The Africa Digital Week 2011, the first of its kind, to be organized on the African continent in Accra, is set for July 26-29, 2011 under the theme, ‘My Dream for A Digital Africa’. The event use the ICT Policy Dialogue Forum to start ,the forum is a policy dialogue for policymakers, academia and civic society will take place online from July 1-15, 2011 in Accra to explore electronic governance policies in Africa, especially with the advent of social media and mobile technologies Executive Director, AIDIP, Richard Boateng, in his presenting gave an overview of the Pearl Richards Foundation, as a project set up to help bring interestingly unique ideas and concepts together and turn them into sustainable projects or business enterprises for development, emphasized the use of mobile phones globally as a medium to get information about developments in their communities online.

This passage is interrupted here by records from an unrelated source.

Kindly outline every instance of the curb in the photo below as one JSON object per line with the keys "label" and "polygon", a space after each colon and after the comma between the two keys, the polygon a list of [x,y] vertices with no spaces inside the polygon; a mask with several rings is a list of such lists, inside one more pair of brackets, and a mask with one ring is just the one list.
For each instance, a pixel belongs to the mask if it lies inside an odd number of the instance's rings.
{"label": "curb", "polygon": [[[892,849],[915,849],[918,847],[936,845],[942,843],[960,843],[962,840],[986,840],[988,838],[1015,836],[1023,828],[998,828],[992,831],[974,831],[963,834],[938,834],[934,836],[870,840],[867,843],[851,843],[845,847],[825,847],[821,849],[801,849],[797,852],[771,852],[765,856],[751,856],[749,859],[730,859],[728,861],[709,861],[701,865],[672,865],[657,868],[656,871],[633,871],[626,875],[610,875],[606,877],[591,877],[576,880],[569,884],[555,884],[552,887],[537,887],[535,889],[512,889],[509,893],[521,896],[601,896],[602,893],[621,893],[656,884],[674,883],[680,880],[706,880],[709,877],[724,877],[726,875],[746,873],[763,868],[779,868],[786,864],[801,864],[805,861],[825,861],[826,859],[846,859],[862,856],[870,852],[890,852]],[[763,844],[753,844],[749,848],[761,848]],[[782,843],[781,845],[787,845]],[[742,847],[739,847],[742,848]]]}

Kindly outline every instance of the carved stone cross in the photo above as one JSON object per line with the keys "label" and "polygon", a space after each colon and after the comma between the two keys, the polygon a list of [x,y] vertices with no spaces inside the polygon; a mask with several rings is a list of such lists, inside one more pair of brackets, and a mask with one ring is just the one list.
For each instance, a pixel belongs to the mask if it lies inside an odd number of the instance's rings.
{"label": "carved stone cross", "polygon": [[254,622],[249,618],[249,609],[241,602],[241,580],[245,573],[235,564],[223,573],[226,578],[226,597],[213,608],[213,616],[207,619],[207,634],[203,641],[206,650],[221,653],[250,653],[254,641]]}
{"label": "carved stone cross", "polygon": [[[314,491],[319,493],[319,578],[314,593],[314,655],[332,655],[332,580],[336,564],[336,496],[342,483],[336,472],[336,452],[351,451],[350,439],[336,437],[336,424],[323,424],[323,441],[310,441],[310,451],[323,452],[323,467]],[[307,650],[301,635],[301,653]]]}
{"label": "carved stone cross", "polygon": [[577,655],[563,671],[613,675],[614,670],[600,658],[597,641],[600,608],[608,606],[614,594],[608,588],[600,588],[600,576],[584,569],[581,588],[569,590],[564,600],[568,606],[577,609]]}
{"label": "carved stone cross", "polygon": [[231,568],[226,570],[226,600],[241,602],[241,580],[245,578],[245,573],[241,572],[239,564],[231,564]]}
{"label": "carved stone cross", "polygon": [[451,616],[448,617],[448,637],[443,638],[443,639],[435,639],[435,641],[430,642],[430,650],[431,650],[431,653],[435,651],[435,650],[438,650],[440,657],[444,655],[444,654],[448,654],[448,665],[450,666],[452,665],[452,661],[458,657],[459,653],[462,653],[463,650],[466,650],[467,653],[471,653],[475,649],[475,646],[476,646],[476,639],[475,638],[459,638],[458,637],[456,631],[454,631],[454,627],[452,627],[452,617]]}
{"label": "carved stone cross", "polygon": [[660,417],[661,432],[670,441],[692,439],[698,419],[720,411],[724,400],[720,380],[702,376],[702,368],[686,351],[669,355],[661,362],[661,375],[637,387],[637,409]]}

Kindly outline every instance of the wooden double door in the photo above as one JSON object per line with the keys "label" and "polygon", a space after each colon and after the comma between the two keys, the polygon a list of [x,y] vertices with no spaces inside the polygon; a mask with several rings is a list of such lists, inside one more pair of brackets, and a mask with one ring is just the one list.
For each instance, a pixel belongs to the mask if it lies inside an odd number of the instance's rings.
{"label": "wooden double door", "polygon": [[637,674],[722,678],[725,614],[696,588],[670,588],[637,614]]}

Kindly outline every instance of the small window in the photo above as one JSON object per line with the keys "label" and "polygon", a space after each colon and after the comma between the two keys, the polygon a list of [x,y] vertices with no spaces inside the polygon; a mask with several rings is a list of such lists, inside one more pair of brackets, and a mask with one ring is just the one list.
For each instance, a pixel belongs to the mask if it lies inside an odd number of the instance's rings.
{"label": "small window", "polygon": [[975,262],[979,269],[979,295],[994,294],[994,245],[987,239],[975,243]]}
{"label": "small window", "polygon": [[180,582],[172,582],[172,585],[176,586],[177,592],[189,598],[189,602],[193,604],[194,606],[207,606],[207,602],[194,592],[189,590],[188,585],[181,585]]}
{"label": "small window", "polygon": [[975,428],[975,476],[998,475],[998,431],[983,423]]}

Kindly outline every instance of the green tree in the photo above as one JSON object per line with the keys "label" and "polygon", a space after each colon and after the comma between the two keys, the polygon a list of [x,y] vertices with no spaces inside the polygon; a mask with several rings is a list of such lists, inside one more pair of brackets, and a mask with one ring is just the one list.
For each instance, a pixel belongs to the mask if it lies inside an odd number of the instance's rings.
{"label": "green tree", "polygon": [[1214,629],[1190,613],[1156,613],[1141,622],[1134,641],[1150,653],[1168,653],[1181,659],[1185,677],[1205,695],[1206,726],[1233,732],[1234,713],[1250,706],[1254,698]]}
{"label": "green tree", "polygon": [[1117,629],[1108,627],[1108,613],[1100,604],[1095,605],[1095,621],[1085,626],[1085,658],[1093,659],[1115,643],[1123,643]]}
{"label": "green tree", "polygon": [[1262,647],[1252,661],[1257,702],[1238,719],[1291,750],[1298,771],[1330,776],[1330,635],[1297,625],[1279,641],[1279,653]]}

He was also of the view that business needs a digital interface to meet it’s customers and not only rely on some of the social network to communicate to their customer but go further to use it strategically and ensure that it can help to present their tactics to meet their competition for their competitors .
Also at the launch was the Programme Coordinator, Africa e-governance Academy (AfegA), Ama Dadson, in her cogent presentation, was of the view that for an e-governance programme to be sustainable, there was the need to involve all stakeholders including government, citizens, businesses and policy makers.“There is the need for a holistic approach to e-governance at the national level and regional fronts and there is also the need for commitment and support at the highest levels of government”.
The concept and practice of innovation, driven by the application of information, knowledge, science and technology, she continued, has led to new ways and opportunities for businesses and governments to connect and interact with consumers and citizens so as to promote good governance and create socio-economic value.“E-government allows government transparency. Government transparency is important because it allows the public to be informed about what the government is working on as well as the policies they are trying to implement.”
Fredrick Ampiah, Partnerships Advisor, UNDP Ghana, applauded the initiative by AIDIP and AfegA and expressed gratitude to the media for supporting e-governance through information sharing. AfegA, an independent autonomous organization with no allegiance to any government or institutions, was established to create and transfer knowledge on e-governance.
It is co-funded by the UNDP and OSIWA (OpenSociety for West Africa) with a primary geographical focus on ECOWAS countries. In the long-term, AfegA seeks to become the leading African institution in all aspects of e-governance. AfegA is located at the Ghana Telecom University College (GTUC).